CC-BY George Hall
Erin McKean, founder of Wordnik.com and the former editor-in-chief of American Dictionaries for Oxford University Press, is the featured speaker at the ALCTS President’s Program at Annual Conference this summer.
With “Confessions of a Digital Packrat” McKean will answer these nagging questions:
- How do you let go of digital data when every word of every book might be the one piece of evidence you need to make a dictionary entry complete?
- What does it mean for transformative uses like lexicography when there are so many different digital storehouses available (with varying degrees of difficulty).
- What makes a digital collection attractive to packrats like me?
Erin McKean, www.erinmckean.com, likes to call herself a dictionary evangelist. She is the founder of Wordnik.com. Previously, she was the editor in chief for American Dictionaries at Oxford University Press, and the editor of the New Oxford American Dictionary, 2nd edition.

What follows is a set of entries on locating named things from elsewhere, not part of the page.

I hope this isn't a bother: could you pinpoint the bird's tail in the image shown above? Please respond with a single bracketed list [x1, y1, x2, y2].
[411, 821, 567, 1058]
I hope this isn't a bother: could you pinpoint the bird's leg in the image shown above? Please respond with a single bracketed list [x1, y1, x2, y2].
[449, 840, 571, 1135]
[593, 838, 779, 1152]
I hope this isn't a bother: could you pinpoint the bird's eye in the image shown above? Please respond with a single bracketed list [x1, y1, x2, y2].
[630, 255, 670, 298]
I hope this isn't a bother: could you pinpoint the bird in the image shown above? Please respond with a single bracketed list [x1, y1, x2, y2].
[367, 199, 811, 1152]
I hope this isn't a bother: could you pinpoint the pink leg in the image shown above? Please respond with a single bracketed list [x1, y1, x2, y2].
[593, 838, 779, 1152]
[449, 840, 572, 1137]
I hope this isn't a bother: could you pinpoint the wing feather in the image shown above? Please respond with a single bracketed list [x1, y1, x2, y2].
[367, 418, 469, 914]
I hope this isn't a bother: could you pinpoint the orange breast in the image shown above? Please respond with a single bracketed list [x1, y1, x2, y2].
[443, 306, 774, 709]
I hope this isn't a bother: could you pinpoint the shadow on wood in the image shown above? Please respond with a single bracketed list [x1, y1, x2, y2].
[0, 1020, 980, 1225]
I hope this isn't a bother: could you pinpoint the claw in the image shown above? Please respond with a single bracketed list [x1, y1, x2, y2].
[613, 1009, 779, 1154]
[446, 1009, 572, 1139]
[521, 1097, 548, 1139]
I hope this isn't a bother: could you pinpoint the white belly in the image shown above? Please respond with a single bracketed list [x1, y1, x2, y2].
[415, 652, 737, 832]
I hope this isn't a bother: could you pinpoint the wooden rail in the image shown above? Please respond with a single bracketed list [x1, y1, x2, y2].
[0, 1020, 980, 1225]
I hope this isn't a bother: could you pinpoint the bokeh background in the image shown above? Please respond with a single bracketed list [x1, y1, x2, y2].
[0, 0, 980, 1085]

Her books include Weird and Wonderful Words, More Weird and Wonderful Words, Totally Weird and Wonderful Words, and That’s Amore (which is also a collection of words). Find more words at her lasersoptional.com blog.
The Secret Lives of Dresses is her first novel, and, really, her first book where the words are arranged in something other than alphabetical order. Her new book, The Hundred Dresses, will be published early summer 2013 by Bloomsbury. Her dress blog, A Dress A Day (www.dressaday.com), is a must for anyone interested in dress patterns and more.
Originally from Chicago, she now lives in California south of San Francisco and spends her free time reading, sewing, blogging, roller-skating, and arguing about whether robots or zombies would win in a fight (lasers optional). She loves loud prints, quiet people, long books with happy endings, and McVitie’s Milk Chocolate Hobnobs. She has an A.B./A.M. in linguistics from the University of Chicago.
McKean has formulated “McKean's Law,” a variation on Murphy's Law: "Any correction of the speech or writing of others will contain at least one grammatical, spelling, or typographical error."